Таким был Стефан Искра, один из первых солнечных убийц. Но совершенно другим, пришедшим в солнечные другими путями, был тот, кого мы называем «Улыбчивым», «хмельным Пьером Ришаром»…
Улыбчивый — кличка наживная, а где-то там, в прошлом, где, как уверяют знающие люди, всегда цветет жасмин, его звали Григорием, Гришкой Волчанским, а еще короче — Волчонком. Беда станицы с юных лет. Его отец, похожий на разъяренного грача казак, до тринадцати лет лупил его от всей души. А в тринадцать лет, отбросив кнут в сторону, сказал рядом находящимся старикам и председателю сельсовета:
— Все, время кнута кончилось. Я его больше пальцем не трону, не хочу во сне получить нож в горло.
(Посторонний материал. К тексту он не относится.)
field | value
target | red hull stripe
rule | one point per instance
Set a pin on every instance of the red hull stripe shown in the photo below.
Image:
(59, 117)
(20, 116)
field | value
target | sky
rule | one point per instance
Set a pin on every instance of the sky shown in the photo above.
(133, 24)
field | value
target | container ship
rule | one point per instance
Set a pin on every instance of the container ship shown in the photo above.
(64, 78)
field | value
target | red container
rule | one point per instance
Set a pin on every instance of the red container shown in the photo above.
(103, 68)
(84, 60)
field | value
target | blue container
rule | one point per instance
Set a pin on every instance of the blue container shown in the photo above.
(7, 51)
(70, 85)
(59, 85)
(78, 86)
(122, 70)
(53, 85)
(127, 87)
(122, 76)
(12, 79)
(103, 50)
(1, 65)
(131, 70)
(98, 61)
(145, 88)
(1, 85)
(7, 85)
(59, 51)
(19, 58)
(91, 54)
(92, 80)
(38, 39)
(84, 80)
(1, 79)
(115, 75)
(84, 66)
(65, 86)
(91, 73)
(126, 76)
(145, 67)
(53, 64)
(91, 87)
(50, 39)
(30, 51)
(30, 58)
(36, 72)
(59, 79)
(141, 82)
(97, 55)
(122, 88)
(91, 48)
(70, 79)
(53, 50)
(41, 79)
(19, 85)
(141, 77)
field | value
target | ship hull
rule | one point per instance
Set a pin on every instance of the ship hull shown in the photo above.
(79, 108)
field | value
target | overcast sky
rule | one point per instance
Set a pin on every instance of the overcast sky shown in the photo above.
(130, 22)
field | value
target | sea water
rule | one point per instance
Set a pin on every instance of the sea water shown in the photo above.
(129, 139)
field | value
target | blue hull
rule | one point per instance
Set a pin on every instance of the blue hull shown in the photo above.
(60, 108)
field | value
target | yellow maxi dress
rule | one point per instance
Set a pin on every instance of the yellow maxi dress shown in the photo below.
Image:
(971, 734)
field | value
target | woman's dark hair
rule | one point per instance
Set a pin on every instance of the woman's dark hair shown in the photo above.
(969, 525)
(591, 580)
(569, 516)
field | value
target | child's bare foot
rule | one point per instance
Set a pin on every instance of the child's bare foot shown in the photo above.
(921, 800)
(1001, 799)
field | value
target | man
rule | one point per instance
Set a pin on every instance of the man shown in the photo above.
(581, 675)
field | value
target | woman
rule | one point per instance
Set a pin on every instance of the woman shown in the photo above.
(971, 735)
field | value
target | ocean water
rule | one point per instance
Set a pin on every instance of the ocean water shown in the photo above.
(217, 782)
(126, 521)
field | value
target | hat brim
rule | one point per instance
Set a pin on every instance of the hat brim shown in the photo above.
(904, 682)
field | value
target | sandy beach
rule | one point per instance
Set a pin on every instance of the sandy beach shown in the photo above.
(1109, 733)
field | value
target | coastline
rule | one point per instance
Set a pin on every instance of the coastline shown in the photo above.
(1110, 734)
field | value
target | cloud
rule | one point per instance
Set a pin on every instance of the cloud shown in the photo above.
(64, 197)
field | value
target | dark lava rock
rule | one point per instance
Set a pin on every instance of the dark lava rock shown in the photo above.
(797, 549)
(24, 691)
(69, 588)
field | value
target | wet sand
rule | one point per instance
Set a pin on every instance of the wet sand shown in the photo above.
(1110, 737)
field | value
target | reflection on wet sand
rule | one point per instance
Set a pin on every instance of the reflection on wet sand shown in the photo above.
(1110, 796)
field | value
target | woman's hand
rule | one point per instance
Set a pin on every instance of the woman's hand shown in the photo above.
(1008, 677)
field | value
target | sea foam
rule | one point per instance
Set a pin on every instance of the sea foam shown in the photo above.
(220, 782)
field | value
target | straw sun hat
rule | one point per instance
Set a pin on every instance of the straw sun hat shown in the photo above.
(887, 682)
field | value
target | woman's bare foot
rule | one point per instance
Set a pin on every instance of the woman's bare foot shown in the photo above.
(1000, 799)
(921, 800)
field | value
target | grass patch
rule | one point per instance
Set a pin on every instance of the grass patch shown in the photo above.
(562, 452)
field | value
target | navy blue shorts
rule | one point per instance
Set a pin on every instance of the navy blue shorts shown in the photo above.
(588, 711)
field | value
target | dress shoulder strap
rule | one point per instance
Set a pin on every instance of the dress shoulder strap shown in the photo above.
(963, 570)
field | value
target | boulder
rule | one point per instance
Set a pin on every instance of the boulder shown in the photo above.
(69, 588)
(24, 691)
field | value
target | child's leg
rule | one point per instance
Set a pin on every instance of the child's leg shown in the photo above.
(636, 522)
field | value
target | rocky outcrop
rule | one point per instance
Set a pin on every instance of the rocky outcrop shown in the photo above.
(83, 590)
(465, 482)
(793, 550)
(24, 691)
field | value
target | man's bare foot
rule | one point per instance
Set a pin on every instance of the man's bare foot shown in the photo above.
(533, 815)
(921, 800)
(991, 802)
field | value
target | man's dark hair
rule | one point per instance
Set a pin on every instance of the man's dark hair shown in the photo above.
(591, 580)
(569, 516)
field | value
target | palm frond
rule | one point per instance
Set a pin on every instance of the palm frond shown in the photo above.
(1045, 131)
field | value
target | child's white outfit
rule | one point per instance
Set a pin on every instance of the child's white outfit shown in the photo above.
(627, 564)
— Да, — почесал затылок председатель сельсовета, — хоть бы в армию скорее забрали.
Даже взрослые парни старались обходить Григория стороной, было в нем что-то странное и страшное, выражавшееся в его стеснительной, как бы изнутри выплывающей улыбке. Эта улыбка ничего хорошего не обещала, никакой лучезарности в ней не было, лишь какая-то запланированная и даже благоговейная жестокость. Когда пришло время становиться на воинский учет, получать приписное свидетельство, психиатр военкомата целых два часа беседовал с Григорием Волчанским, а затем сказал Прохору Волчанскому и бывшему председателю сельского совета, который уже переквалифицировался в атамана:
— Можно, конечно, призвать его в армию, но это убийца. Пока его нельзя признать психбольным, он как бы на грани, синдром подростка, посмотрим, что будет дальше.
— Что же делать? — растерянно проговорил Прохор.
— Ждать, — пожал плечами психиатр, — может, пронесет…
Не пронесло! В семнадцать лет Григорий Волчанский стал портить станичных девок и молодок с той скоростью, с которой они желали этого. Молодые казаки хотя и помалкивали, но чувствовали, что больше чем у половины из них головы оттягивают ветвистые рога. В станице с таким хобби долго не проживешь. В один из летних вечеров семнадцатилетний Григорий Волчанский остался лежать, избитый яблочными слегами, на проселочной дороге в Тимашевскую. Вместо головы у него как бы образовался кровавый шар, ноги вывернулись носками в землю с обычным изяществом ног, перебитых в коленях. Но сердце у Волчонка продолжало биться. А тут еще и чудо подоспело, которых, как известно, на земле много, только мы не обращаем на них внимания. В микроавтобусе «форд» по проселочной дороге возвращались с места отдыха в городе Геленджике Иван Селиверстович Марущак, Алексей Васильевич Чебрак и два обычных телохранителя по охране главы государства.